Geddes v. Reeves Coal & Dock Co.

Decision Date06 June 1927
Docket NumberNo. 7626.,7626.
Citation20 F.2d 48,54 ALR 282
PartiesGEDDES v. REEVES COAL & DOCK CO.
CourtU.S. Court of Appeals — Eighth Circuit

Harold G. Simpson, of Minneapolis, Minn., for appellant.

M. H. Boutelle, of Minneapolis, Minn., and A. E. Boyesen, of St. Paul, Minn., for appellee.

Before SANBORN and BOOTH, Circuit Judges, and DAVIS, District Judge.

SANBORN, Circuit Judge.

This appeal presents the question whether orders of the court below sitting in equity were just and equitable, whereby the appellant Geddes was denied any part of the sum of $5,430.78, which the receivers of the Reeves Coal & Dock Company were paid in 1925 by the Minneapolis, St. Paul & Sault Ste. Marie Railway Company in settlement of the Dock Company's claims for refunds for overcharges on freight bills which the Dock Company delivered to Mr. Geddes for auditing under this written contract between them made on March 11, 1919: "We agree to pay George E. Geddes fifty (50) per cent. of any refunds received by us from overcharges on freight bills delivered to him for auditing; this to be his only compensation. Reeves Coal & Dock Company. George E. Geddes."

The facts which condition the answer to this question are these. It is common knowledge that the auditing of such freight bills and overcharges is a tedious, laborious and difficult task and the contract reads that they were to be delivered to Mr. Geddes for auditing, not for collection, and he made no contract to collect them. The contract was that the Dock Company should pay to him 50 per cent. of any refunds received by it, not 50 per cent. commission on them or a sum equal to 50 per cent. of them, but 50 per cent., one-half, of the very refunds the Dock Company received from the overcharges on the freight bills. Pursuant to the contract the Dock Company delivered to Mr. Geddes a large number of freight bills.
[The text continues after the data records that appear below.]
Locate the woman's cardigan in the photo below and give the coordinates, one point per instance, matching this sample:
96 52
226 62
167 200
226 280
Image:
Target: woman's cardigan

He audited all of them. This practice continued from the date of the contract until on September 4, 1924, the court below sitting in equity appointed receivers of all the property of Dock Company to liquidate its obligations. During this time from March 11, 1919, until September 4, 1924, Mr. Geddes had faithfully endeavored to audit and collect these refunds. He had prepared and filed with the railroad company written claims for them. He had prior to December 6, 1924, filed informal complaints based on them with the Interstate Commerce Commission. If such complaints had not been so filed before December 6, 1924, these refunds could not have been collected. He had proceeded so far and with such success that he had negotiated a tentative settlement of the claims with the railroad company.
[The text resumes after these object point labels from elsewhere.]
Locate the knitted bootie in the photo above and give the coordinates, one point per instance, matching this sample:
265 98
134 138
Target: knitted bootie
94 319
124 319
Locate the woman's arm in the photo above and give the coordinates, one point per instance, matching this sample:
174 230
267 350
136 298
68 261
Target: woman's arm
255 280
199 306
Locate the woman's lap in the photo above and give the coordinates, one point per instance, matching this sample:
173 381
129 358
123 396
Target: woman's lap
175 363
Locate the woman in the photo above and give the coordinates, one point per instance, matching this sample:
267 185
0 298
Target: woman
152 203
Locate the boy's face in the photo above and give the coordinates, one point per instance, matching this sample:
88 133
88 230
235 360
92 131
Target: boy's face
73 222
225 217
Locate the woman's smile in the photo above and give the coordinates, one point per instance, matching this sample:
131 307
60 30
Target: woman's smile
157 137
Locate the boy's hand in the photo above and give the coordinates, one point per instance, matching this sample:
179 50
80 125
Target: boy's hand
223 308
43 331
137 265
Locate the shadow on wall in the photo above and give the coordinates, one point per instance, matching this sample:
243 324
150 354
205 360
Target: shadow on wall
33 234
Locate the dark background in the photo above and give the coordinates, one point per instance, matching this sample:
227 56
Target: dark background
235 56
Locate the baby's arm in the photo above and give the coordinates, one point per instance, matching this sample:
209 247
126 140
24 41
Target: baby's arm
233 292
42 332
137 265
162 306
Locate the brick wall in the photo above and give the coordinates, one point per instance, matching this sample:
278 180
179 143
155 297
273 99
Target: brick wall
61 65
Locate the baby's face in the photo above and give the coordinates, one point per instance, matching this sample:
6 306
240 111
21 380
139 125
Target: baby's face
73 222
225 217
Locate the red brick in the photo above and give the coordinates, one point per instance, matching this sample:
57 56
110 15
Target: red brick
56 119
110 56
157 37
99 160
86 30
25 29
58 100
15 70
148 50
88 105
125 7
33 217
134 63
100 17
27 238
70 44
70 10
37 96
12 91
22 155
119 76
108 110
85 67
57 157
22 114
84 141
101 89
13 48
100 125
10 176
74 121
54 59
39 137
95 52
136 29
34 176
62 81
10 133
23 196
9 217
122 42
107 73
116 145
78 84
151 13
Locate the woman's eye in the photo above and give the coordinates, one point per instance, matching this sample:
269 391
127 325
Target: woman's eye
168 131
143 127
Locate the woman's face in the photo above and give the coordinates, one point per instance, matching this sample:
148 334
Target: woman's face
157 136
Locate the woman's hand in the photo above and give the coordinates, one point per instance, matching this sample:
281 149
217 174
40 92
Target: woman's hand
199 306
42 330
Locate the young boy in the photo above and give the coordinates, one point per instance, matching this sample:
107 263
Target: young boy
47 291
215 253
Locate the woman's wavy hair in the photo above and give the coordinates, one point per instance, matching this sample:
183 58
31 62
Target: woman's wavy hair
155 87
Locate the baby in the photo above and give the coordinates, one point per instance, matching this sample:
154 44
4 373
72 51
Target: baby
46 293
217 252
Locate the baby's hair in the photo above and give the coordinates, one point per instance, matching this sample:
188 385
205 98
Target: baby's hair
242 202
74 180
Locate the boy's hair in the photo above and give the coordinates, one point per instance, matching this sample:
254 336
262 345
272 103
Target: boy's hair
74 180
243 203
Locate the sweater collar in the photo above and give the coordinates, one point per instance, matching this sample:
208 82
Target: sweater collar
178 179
It was in this state of the case that on or about September 19, 1924, the receivers presented to the court below a petition to permit them to continue Mr. Geddes' employment under his written contract with the Dock Company and to pay him his share of the refunds specified in that contract. The court below denied the petition. Thereupon the receivers of the Dock Company employed Mr. Houck to prosecute these claims for these refunds. Mr. Houck filed a formal complaint on them with the Interstate Commerce Commission and then compromised the claims on the payment by the railroad company of $5,430.78. Thereupon Mr. Geddes by a petition which set forth his contract with the Dock Company and other pertinent facts prayed the court below for compensation for his services and the court denied his petition and granted him no relief.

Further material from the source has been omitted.